Arnold Relman on single payer
Kaiser Daily Health Policy Report
February 28, 2005
Opinion
by
Arnold Relman, New Republic:
U.S. health policies “have failed to meet national needs” during “the past four decades” because “they have been heavily influenced by the delusion that medical care is essentially a business,” and current proposals to shift to a more consumer-driven health care system “are likely to make our predicament even worse,” Relman, professor emeritus of medicine and social medicine at Harvard Medical School and former editor of the New England Journal of Medicine, writes in a New Republic opinion piece. The current rate of inflation in health care costs is “unsustainable,” and it is likely that any market-based solutions will fail to address the problem, Relman says. He adds that the United States should be prepared to establish a single-payer system that addresses fundamental problems in both the “insurance and delivery sides.” Relman concludes, “A real solution to our crisis will not be found until the public, the medical profession and the government reject the prevailing delusion that health care is best left to market forces” (Relman, New Republic, 3/7).

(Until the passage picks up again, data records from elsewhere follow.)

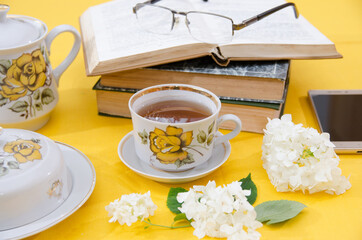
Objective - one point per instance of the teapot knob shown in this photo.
(3, 11)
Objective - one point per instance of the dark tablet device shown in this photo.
(339, 112)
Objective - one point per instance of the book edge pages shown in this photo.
(261, 51)
(91, 59)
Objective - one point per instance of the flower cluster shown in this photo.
(220, 211)
(298, 158)
(131, 208)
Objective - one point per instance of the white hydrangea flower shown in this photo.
(298, 158)
(131, 208)
(220, 211)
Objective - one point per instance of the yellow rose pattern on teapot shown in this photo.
(24, 83)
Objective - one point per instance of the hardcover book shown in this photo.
(112, 101)
(258, 80)
(113, 40)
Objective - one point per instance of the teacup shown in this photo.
(28, 84)
(175, 125)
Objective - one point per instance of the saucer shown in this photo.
(84, 179)
(127, 154)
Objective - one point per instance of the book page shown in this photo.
(118, 33)
(279, 28)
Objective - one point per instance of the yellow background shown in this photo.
(75, 122)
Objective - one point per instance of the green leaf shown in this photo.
(3, 171)
(172, 202)
(13, 165)
(278, 211)
(201, 137)
(211, 127)
(3, 100)
(248, 184)
(38, 106)
(36, 94)
(179, 217)
(47, 96)
(19, 106)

http://www.kaisernetwork.org/daily_reports/print_report.cfm?DR_ID=28377&dr_cat=3
Comment: For some time it has been clear that the single payer model of reform would provide a real solution to our health care crisis. But many voices have remained silent or muffled because of concerns about political feasibility. We’ve known that the feasibility of the single payer model is not the problem. It’s the politics. And more and more of us now realize that we must speak up if we ever expect to change the politics.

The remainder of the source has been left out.